It is known that there exists only three distinct relations between the angles and the sides. For instance the system

$\begin{eqnarray} \frac{a}{\sin A} &=&\frac{b}{\sin B} \\ \frac{a}{\sin A} &=&\frac{c}{\sin C}\tag{1} \\ A+B+C &=&\pi; \end{eqnarray}$

or this equivalent (yours (I),(II),(III))

$\begin{eqnarray} a^{2} &=&b^{2}+c^{2}-2bc\cos A \\ b^{2} &=&c^{2}+a^{2}-2ac\cos B \tag{2}\\ c^{2} &=&a^{2}+b^{2}-2ab\cos C \end{eqnarray}$ are two of them. Another is $\begin{eqnarray} \frac{\tan \frac{A+B}{2}}{\tan \frac{A-B}{2}} &=&\frac{a+b}{a-b} \\ \frac{\tan \frac{B+C}{2}}{\tan \frac{B-C}{2}} &=&\frac{b+c}{b-c} \tag{3}\\ \frac{\tan \frac{C+A}{2}}{\tan \frac{C-A}{2}} &=&\frac{c+a}{c-a}, \end{eqnarray}$

from which one can derive

$\begin{equation} \frac{\tan \frac{A+B}{2}}{\tan \frac{A-B}{2}}+\frac{\tan \frac{B+C}{2}}{\tan \frac{B-C}{2}}+\frac{\tan \frac{C+A}{2}}{\tan \frac{C-A}{2}}=\frac{a+b}{a-b}+% \frac{b+c}{b-c}+\frac{c+a}{c-a}.\tag{4} \end{equation}$

Also from

$\begin{eqnarray} \tan \frac{A-B}{2} &=&\frac{a-b}{a+b}\cot \frac{C}{2} \\ \tan \frac{B-C}{2} &=&\frac{b-c}{b+c}\cot \frac{A}{2}\tag{5} \\ \tan \frac{C-A}{2} &=&\frac{c-a}{c+a}\cot \frac{B}{2}, \end{eqnarray}$

follows

$\begin{eqnarray} \tan \frac{A-B}{2} \tan \frac{C}{2}+\tan \frac{B-C}{2} \tan \frac{A}{2}+\tan \frac{C-A}{2}\tan \frac{B}{2} &=&\frac{a-b}{a+b}+\frac{b-c}{b+c}+\frac{c-a}{c+a}. \; (6)\end{eqnarray}$

As for a reference I looked at my old trigonometry text book Compêndio de Trigonometria (in Portuguese) by J. Jorge Calado.

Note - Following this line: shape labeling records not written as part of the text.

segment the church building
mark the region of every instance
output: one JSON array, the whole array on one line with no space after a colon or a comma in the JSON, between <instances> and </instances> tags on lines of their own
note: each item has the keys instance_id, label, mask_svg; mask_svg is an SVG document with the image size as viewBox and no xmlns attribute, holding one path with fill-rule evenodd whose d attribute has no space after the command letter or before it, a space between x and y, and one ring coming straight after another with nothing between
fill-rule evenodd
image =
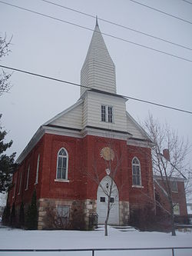
<instances>
[{"instance_id":1,"label":"church building","mask_svg":"<svg viewBox=\"0 0 192 256\"><path fill-rule=\"evenodd\" d=\"M16 161L8 202L18 215L35 190L38 229L46 228L48 207L71 221L81 208L87 224L97 213L104 224L111 181L108 224L127 224L131 209L154 201L150 138L117 94L115 66L98 22L81 85L77 102L42 125Z\"/></svg>"}]
</instances>

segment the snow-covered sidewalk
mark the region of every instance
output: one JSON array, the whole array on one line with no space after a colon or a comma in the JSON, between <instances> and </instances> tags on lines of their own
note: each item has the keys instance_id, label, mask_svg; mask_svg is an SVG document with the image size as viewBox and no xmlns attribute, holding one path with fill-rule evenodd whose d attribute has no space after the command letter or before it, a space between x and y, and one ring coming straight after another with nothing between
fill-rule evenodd
<instances>
[{"instance_id":1,"label":"snow-covered sidewalk","mask_svg":"<svg viewBox=\"0 0 192 256\"><path fill-rule=\"evenodd\" d=\"M134 229L121 231L109 227L104 237L104 228L94 231L23 231L0 228L0 249L81 249L81 248L165 248L192 246L191 232L177 232L176 237L161 232L141 232ZM171 251L96 251L101 255L171 255ZM87 256L91 251L83 252L0 252L0 256ZM191 256L192 249L178 250L175 256Z\"/></svg>"}]
</instances>

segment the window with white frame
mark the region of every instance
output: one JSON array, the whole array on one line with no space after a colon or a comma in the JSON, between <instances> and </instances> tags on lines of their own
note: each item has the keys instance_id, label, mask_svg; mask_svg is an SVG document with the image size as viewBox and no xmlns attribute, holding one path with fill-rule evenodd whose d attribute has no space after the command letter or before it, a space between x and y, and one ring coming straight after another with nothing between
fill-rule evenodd
<instances>
[{"instance_id":1,"label":"window with white frame","mask_svg":"<svg viewBox=\"0 0 192 256\"><path fill-rule=\"evenodd\" d=\"M137 158L132 160L132 181L134 186L141 186L141 165Z\"/></svg>"},{"instance_id":2,"label":"window with white frame","mask_svg":"<svg viewBox=\"0 0 192 256\"><path fill-rule=\"evenodd\" d=\"M170 181L170 189L172 192L178 192L177 181Z\"/></svg>"},{"instance_id":3,"label":"window with white frame","mask_svg":"<svg viewBox=\"0 0 192 256\"><path fill-rule=\"evenodd\" d=\"M36 178L35 178L35 184L38 184L38 181L39 161L40 161L40 155L38 154L38 161L37 161Z\"/></svg>"},{"instance_id":4,"label":"window with white frame","mask_svg":"<svg viewBox=\"0 0 192 256\"><path fill-rule=\"evenodd\" d=\"M180 215L180 204L179 204L179 203L174 204L174 214L175 215Z\"/></svg>"},{"instance_id":5,"label":"window with white frame","mask_svg":"<svg viewBox=\"0 0 192 256\"><path fill-rule=\"evenodd\" d=\"M101 105L101 121L109 123L114 121L113 107Z\"/></svg>"},{"instance_id":6,"label":"window with white frame","mask_svg":"<svg viewBox=\"0 0 192 256\"><path fill-rule=\"evenodd\" d=\"M25 190L28 190L28 188L29 172L30 172L30 165L28 165L28 173L27 173L27 180L26 180Z\"/></svg>"},{"instance_id":7,"label":"window with white frame","mask_svg":"<svg viewBox=\"0 0 192 256\"><path fill-rule=\"evenodd\" d=\"M69 219L69 206L58 204L57 208L57 220L59 224L65 225Z\"/></svg>"},{"instance_id":8,"label":"window with white frame","mask_svg":"<svg viewBox=\"0 0 192 256\"><path fill-rule=\"evenodd\" d=\"M16 191L16 181L15 181L15 183L14 185L14 188L13 188L13 195L12 195L12 198L14 198L15 196L15 191Z\"/></svg>"},{"instance_id":9,"label":"window with white frame","mask_svg":"<svg viewBox=\"0 0 192 256\"><path fill-rule=\"evenodd\" d=\"M68 155L66 149L61 148L58 153L57 180L68 179Z\"/></svg>"}]
</instances>

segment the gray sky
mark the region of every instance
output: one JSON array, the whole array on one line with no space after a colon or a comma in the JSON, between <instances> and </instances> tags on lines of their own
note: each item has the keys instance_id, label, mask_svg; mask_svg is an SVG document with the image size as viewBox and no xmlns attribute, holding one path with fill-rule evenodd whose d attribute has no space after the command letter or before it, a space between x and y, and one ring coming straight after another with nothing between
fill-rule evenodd
<instances>
[{"instance_id":1,"label":"gray sky","mask_svg":"<svg viewBox=\"0 0 192 256\"><path fill-rule=\"evenodd\" d=\"M50 0L51 1L51 0ZM191 1L191 0L190 0ZM94 29L95 19L41 0L5 0L35 12ZM52 0L98 18L192 48L192 25L129 0ZM192 22L192 5L182 0L138 0ZM191 1L192 2L192 1ZM80 83L80 71L92 32L0 3L0 32L13 35L5 65ZM192 51L99 21L101 32L192 60ZM192 111L192 63L104 35L116 66L118 93ZM18 155L38 127L74 104L78 87L15 71L13 87L0 98L2 122ZM192 115L129 100L127 110L142 121L151 111L192 143ZM190 156L190 159L191 159Z\"/></svg>"}]
</instances>

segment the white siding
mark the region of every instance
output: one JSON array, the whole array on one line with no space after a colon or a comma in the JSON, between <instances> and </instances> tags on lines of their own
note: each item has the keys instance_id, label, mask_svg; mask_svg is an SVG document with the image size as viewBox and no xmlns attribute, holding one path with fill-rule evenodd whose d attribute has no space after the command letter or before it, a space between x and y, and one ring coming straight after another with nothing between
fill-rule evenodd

The system $\left( 3\right) $ is the law of tangents (Wikipedia) and $\left( 5\right) $ can be deduct from $\left( 3\right) $ by applying the relation $A+B+C=\pi $ to get \begin{eqnarray} \tan \frac{A+B}{2} &=&\tan \left( \frac{\pi }{2}-\frac{C}{2}\right) =\cot \frac{C}{2}=\left( \tan \frac{C}{2}\right) ^{-1}\tag{7} \end{eqnarray} and similar to $\tan \frac{B+C}{2}$ and $\tan \frac{C+A}{2}$.